ピアニスト、中添由美子がピアノのこと、教室のレッスンのこと、ロシアのこと、その他日々のいろいろを書き綴ります。

パーヴェル ネルセシアン ピアノリサイタル(5月14日 東京文化会館)

 現在モスクワ音楽院の教授もつとめるパーヴェル ネルセシアンの演奏は札幌で何度か聴いていました。いずれもディナミークの広さと音色の豊富さが際立つテクニックと音楽に対する多方面からのアプローチが感じられる演奏だったのですが、初めて聴いたとき(2001年)の圧倒的なプロコフィエフソナタ以来 プログラムにロシアものがほとんど入っていないのを残念に思ってきました。

 この人のロシアものをもっとたくさん聴いてみたい…

 そんなとき 彼が今年も来るということを知りました。
 プログラムはチャイコフスキーの「四季」、ベートーヴェンの「ソナタ第32番」、スクリャービンの「ソナタ第10番」、「2つの舞曲」「炎に向かって」。しかも何か所か公演があるうち スクリャービンが入っているのはこの日だけです。

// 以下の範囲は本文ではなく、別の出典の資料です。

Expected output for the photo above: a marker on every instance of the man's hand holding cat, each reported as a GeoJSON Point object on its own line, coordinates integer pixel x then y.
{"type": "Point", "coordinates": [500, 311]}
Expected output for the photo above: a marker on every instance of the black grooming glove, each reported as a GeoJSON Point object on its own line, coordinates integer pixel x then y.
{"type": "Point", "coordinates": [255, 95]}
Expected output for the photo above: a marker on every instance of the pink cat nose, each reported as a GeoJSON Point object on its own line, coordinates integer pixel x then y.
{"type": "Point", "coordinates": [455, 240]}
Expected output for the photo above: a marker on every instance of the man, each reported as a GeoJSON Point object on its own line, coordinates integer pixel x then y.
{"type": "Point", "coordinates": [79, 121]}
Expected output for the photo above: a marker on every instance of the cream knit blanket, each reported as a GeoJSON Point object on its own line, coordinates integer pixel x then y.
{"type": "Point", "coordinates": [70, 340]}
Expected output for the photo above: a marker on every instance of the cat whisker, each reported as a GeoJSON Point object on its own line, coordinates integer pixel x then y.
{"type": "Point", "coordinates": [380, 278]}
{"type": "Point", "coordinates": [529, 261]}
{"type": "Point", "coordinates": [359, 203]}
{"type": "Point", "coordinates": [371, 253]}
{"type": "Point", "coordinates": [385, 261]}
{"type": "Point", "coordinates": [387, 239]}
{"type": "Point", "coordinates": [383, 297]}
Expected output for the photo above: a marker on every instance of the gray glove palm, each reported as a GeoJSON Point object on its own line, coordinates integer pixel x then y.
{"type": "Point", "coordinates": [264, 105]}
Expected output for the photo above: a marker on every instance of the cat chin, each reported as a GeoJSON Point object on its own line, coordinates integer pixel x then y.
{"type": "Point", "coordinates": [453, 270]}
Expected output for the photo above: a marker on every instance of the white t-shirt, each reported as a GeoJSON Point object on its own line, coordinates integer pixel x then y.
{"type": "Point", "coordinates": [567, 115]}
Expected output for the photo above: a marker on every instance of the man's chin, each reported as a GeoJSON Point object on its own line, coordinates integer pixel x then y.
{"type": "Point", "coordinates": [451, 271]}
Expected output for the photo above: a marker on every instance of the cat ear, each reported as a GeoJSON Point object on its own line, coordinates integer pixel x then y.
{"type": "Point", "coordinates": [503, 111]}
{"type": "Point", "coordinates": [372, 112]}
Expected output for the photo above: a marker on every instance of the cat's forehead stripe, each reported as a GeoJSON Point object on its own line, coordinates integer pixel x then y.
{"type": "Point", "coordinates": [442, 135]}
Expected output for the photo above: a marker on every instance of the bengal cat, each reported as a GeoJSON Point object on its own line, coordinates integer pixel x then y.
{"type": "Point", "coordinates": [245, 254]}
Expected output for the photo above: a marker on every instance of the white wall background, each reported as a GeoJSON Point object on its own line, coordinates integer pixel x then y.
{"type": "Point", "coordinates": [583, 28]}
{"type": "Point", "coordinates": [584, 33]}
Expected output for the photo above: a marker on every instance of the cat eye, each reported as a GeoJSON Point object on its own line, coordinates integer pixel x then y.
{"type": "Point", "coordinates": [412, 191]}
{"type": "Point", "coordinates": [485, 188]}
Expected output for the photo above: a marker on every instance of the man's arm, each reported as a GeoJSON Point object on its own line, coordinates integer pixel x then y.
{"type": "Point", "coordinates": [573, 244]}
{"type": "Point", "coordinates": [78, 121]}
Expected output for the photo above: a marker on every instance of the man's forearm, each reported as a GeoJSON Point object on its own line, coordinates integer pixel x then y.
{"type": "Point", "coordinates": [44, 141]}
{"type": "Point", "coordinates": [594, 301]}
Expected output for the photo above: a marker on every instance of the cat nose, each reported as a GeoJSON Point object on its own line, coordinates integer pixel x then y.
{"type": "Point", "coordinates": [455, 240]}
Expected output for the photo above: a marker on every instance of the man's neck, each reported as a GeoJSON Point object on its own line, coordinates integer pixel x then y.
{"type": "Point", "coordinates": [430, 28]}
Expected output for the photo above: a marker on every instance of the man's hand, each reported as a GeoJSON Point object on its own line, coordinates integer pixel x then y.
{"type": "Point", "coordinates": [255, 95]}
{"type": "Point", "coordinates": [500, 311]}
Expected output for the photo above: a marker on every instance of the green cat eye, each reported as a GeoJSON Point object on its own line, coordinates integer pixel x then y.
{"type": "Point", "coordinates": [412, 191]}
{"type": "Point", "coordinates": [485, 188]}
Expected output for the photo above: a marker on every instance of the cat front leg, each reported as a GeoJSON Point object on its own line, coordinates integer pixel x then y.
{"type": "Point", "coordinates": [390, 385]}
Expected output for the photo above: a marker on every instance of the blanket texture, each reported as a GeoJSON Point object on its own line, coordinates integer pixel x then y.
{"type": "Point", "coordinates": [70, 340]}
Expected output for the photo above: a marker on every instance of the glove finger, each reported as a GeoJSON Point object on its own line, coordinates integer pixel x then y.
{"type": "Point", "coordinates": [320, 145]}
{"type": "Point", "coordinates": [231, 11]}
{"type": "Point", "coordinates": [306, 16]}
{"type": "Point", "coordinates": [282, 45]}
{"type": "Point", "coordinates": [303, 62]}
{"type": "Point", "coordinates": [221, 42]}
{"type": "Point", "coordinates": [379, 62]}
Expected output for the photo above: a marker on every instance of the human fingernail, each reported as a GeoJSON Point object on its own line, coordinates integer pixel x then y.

 これはもう行くしかない…土曜日だったのはラッキーでしたね…すぐにチケットを頼み、航空券を手配しました。

 そして一昨日 期待していたスクリャービンは私が今まで聴いた中で一番のものだったと思いました。2001年 モスクワでスクリャービン博物館に行ったとき 「法悦の詩」をさまざまな色で表したビデオを見たのですが、あのとき見た色のうねりが頭の中によみがえってきて、演奏が終わったあともしばらく夢の中にいるような感覚が続きました…

 終演後 楽屋へ。彼に直接会ったのは 10年前の札幌公演でお花を渡したときたった1回きりだったのですが、彼は私の顔を覚えていてくれました。最初はいつどこで会ったかわからなかったようでしたが、「札幌から」と私が言うとはっきり思い出してくれたようです。しかも「あなたはウラーノワ(20世紀ロシアの大バレリーナ 1910-1998)に似てる」などという嬉しいコメントも…
 その後のバレエのレッスンで私が俄然張り切ってしまったことは言うまでもありません…
 
 今年10月には彼は札幌に来るそうです。(さすがにスクリャービンは入らないだろうけど…)「必ず行きます」と言って楽屋を後にしました。